In 2028 it will be 1.6BTC, and in 2032 we’ll be at less than 0.8BTC. This reward will continue falling for another 108 years until block subsidies end in 2140 – the year I naively perceived as the time the lack of block reward would become ‘a problem’.
A simple look at the numbers tells us this is something we need to consider a lot sooner.
In February I analysed how much the fees had increased. On 6th March 2015 the average cost over 10 days for 1MB of transactions was $67.
On 6th March 2017, that number has increased to $1912.
This is supply and demand in action, literally how free markets work. When there is an abundance of something it becomes extremely cheap.

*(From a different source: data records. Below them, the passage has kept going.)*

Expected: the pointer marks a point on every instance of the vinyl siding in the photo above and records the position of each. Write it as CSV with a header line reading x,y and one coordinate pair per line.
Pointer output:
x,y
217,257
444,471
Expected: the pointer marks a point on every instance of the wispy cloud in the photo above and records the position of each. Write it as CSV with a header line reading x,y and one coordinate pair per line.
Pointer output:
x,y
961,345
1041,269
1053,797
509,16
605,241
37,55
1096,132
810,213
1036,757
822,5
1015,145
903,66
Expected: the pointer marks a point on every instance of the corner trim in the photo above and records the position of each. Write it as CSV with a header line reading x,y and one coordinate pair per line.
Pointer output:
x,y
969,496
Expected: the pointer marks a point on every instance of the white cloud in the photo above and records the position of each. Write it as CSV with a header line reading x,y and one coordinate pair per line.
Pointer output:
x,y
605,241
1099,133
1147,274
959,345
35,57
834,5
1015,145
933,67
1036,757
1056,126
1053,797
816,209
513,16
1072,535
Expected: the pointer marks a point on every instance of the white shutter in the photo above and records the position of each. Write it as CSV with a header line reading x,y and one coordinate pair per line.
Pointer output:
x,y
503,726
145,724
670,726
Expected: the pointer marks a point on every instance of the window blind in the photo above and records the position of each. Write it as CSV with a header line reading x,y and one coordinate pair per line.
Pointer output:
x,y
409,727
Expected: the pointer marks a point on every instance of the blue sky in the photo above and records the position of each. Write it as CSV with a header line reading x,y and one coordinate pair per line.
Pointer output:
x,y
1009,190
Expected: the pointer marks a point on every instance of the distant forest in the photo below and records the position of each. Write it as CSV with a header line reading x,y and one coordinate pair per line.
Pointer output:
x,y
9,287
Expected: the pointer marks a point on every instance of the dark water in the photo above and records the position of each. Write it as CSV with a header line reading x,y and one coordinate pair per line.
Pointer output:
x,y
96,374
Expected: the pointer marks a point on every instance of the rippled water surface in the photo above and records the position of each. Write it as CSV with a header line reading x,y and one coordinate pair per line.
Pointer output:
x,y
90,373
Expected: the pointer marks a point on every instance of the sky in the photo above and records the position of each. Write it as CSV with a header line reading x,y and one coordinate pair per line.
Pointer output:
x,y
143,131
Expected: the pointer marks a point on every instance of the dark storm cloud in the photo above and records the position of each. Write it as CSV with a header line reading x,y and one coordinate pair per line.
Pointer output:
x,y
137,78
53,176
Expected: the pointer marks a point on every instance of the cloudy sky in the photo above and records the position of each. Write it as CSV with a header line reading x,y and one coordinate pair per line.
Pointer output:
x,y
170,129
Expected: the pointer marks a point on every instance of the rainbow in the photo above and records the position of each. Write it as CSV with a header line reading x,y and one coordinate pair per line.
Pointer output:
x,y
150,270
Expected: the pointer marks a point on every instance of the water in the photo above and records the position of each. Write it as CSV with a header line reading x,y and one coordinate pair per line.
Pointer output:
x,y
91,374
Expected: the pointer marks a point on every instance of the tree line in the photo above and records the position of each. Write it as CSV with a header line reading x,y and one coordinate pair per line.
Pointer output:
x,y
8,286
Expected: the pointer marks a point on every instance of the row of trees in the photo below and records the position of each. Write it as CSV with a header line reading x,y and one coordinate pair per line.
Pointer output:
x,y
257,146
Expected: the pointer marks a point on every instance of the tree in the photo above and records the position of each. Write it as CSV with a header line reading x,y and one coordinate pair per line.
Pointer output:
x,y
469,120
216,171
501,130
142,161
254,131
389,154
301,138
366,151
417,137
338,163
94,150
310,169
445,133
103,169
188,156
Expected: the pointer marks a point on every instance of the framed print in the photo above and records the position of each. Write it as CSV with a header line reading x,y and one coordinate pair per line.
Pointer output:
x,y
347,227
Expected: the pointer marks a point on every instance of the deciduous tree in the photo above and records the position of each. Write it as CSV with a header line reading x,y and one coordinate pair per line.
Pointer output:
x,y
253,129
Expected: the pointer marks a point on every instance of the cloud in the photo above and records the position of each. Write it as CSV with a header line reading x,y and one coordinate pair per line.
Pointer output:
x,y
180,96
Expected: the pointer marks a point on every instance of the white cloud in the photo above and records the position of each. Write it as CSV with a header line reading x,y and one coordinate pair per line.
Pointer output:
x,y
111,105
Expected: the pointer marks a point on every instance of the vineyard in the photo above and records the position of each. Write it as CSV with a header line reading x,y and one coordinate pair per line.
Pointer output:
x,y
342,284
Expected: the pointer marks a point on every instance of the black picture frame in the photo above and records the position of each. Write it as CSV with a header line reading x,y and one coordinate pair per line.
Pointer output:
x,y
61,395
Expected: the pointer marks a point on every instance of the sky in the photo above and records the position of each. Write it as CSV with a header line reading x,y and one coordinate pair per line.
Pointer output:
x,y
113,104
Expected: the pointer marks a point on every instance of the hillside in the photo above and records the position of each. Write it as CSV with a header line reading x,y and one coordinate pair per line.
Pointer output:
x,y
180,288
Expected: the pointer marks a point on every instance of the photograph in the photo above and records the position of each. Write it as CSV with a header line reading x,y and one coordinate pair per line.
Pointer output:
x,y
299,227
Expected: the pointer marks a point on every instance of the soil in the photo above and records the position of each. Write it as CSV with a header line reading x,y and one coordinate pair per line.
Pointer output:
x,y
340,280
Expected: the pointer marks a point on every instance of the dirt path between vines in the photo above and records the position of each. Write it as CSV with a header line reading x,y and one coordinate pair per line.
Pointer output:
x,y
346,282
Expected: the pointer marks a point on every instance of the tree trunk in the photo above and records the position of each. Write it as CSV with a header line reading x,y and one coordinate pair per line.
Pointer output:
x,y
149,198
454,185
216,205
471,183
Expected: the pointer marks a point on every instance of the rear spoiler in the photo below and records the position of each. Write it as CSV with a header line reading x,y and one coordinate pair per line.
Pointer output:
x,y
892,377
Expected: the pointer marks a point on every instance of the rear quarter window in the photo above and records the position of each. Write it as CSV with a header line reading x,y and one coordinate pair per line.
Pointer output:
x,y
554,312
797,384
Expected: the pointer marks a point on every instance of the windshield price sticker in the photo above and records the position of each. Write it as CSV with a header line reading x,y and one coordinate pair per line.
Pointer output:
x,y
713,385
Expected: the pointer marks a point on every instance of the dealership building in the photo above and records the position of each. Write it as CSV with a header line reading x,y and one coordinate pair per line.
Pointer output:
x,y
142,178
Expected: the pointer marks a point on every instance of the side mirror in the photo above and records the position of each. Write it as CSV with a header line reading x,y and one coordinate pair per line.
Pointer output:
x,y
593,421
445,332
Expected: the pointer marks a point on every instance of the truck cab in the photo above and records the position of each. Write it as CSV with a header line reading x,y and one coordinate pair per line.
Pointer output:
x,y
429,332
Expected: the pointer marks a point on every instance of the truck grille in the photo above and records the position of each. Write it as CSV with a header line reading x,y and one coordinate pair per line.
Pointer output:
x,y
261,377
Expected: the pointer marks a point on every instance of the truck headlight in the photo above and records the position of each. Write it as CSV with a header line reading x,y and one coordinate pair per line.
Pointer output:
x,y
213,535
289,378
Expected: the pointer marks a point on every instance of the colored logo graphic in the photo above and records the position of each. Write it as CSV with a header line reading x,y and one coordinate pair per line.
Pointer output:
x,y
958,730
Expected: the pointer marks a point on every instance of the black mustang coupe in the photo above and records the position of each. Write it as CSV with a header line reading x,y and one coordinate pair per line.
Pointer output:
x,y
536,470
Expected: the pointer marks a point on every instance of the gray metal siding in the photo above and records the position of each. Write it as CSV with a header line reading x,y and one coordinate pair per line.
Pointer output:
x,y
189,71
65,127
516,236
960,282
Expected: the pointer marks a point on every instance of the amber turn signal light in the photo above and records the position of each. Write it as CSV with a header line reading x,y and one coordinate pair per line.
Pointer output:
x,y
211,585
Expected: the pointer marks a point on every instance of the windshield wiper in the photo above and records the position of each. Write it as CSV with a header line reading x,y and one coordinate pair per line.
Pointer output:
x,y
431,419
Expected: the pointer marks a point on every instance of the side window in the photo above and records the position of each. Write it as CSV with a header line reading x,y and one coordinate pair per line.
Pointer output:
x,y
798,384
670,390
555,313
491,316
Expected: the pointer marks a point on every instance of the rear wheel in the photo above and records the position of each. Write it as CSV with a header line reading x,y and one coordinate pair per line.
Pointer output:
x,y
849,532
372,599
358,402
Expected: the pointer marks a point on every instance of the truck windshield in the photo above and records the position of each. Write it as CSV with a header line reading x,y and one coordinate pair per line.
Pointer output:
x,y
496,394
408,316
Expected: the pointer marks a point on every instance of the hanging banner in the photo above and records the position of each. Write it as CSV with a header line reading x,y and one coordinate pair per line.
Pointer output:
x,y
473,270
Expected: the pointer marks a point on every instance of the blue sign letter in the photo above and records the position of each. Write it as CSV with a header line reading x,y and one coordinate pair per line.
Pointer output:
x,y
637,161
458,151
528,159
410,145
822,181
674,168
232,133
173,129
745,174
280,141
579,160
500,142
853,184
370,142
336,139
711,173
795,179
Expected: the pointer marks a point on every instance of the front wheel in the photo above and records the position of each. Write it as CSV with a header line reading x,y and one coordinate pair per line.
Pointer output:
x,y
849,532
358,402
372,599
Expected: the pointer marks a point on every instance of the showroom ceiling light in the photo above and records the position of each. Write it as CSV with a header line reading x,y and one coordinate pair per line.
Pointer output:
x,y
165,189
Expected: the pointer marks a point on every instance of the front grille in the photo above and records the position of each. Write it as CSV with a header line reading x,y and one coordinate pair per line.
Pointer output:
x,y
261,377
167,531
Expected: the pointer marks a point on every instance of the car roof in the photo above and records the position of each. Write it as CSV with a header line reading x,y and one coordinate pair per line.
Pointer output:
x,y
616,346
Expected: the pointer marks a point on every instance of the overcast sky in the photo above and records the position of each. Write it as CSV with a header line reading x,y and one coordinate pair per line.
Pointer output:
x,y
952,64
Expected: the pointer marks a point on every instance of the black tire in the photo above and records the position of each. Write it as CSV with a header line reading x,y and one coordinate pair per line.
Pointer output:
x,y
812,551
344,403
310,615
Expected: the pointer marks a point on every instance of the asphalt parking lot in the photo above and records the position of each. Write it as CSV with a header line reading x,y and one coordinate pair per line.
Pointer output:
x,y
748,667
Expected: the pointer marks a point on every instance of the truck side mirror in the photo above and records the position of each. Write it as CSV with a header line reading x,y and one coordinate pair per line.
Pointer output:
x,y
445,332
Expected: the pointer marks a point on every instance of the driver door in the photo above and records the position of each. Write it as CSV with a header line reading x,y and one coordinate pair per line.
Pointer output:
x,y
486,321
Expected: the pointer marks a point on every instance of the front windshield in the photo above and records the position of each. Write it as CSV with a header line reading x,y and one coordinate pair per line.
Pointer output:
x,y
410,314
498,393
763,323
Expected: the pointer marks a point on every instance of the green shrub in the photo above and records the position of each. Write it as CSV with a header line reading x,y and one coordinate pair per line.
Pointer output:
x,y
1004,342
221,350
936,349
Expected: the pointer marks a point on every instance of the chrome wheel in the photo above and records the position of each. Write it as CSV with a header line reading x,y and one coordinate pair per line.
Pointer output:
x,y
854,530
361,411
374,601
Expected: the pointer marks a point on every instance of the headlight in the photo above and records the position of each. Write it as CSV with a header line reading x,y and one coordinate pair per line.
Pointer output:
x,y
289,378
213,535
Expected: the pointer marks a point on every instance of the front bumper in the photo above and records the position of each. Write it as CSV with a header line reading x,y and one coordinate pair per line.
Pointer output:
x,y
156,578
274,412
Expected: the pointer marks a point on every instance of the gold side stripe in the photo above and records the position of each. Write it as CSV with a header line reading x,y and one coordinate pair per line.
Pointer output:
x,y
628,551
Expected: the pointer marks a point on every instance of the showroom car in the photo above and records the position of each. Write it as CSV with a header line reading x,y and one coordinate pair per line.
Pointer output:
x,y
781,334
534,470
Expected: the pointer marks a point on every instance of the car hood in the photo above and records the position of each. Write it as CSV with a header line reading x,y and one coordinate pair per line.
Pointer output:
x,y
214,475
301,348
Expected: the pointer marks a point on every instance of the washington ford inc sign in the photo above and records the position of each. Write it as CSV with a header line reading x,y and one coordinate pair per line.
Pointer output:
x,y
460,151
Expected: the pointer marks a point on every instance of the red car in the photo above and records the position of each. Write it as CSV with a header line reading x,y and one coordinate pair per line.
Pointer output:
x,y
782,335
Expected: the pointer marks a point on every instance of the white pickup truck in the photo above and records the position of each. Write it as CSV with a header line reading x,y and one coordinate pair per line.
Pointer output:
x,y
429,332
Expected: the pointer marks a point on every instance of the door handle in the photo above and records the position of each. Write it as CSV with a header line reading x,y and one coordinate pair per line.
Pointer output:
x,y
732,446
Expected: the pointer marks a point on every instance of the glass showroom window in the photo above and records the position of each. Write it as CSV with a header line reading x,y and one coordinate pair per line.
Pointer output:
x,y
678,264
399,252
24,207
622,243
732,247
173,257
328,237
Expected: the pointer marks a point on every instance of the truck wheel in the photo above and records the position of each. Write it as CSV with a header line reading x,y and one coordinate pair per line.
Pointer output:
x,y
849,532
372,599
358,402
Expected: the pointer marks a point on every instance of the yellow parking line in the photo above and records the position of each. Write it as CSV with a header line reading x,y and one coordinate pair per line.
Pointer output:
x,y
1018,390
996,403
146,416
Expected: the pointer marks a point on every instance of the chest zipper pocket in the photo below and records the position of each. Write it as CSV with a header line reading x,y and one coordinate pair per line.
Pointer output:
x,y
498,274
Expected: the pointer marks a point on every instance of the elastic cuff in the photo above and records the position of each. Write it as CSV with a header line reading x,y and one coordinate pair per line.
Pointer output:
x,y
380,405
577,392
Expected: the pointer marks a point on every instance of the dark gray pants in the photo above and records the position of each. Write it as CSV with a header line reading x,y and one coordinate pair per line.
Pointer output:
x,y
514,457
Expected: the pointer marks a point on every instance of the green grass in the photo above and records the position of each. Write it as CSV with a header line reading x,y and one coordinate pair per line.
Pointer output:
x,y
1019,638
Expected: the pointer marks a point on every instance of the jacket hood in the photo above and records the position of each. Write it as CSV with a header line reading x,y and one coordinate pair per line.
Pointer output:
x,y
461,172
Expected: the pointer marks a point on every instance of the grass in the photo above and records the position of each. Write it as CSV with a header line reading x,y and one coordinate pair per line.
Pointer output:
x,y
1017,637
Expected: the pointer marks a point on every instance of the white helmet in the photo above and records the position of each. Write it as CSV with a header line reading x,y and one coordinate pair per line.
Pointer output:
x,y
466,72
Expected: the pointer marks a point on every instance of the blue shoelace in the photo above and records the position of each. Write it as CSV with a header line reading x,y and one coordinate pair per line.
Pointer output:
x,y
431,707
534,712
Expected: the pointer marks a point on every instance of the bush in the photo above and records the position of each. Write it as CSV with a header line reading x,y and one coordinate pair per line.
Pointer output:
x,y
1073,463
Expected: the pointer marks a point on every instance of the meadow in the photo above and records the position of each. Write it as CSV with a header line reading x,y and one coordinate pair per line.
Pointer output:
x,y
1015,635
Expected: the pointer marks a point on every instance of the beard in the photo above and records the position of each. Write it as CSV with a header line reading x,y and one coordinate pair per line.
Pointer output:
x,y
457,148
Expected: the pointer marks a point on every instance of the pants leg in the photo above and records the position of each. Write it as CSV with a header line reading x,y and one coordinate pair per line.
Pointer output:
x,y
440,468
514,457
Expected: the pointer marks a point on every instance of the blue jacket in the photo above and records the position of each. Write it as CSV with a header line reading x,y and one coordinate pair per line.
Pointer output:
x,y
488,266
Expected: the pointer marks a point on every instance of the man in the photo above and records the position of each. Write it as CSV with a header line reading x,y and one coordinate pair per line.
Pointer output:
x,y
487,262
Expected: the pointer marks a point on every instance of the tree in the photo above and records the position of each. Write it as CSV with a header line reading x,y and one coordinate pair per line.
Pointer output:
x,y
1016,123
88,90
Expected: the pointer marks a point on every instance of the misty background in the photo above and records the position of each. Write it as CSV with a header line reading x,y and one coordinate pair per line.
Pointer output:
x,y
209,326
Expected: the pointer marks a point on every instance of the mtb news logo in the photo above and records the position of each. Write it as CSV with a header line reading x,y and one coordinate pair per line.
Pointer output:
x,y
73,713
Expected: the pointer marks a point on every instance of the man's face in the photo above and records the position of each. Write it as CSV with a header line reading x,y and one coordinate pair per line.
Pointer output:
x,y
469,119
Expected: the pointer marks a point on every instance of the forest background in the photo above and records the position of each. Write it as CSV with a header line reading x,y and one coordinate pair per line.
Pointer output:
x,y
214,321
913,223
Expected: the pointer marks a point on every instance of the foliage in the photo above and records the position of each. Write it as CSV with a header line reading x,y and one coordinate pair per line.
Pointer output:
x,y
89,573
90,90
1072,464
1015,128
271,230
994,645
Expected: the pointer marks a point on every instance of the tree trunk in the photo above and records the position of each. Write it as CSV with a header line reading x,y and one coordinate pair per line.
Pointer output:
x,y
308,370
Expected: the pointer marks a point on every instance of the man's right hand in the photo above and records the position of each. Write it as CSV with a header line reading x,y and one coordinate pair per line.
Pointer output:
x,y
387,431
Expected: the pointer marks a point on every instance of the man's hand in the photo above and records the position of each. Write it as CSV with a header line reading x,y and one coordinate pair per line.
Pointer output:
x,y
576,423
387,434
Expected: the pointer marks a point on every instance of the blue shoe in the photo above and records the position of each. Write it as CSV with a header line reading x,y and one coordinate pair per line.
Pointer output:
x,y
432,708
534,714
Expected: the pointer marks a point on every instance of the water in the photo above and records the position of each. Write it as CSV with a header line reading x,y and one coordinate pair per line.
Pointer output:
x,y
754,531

When in short supply it becomes expensive.
People argue that if we made the blocks bigger so they weren’t full, the miners would be able to include more transactions so they could receive more reward.
Let’s take an objective look at the facts. The numbers show us that when blocks aren’t full miners have, even in recent years with high Bitcoin value, accepted less than $67 per MB.
Only when the blocks have become full has the pressure on fee prices skyrocketed to $1912 per MB.
This means that at $67 per MB to earn the same fees miners would right now need to be mining 29MB blocks.
Even if this didn’t have centralisation issues, the transaction volume just isn’t there yet to achieve it.
Another argument can be made that the current 12.5BTC reward means this is less of an issue right now – and that is a very valid point. We do have room to increase the block capacity without a short term fear over mining incentive, and we should if the miners will let us.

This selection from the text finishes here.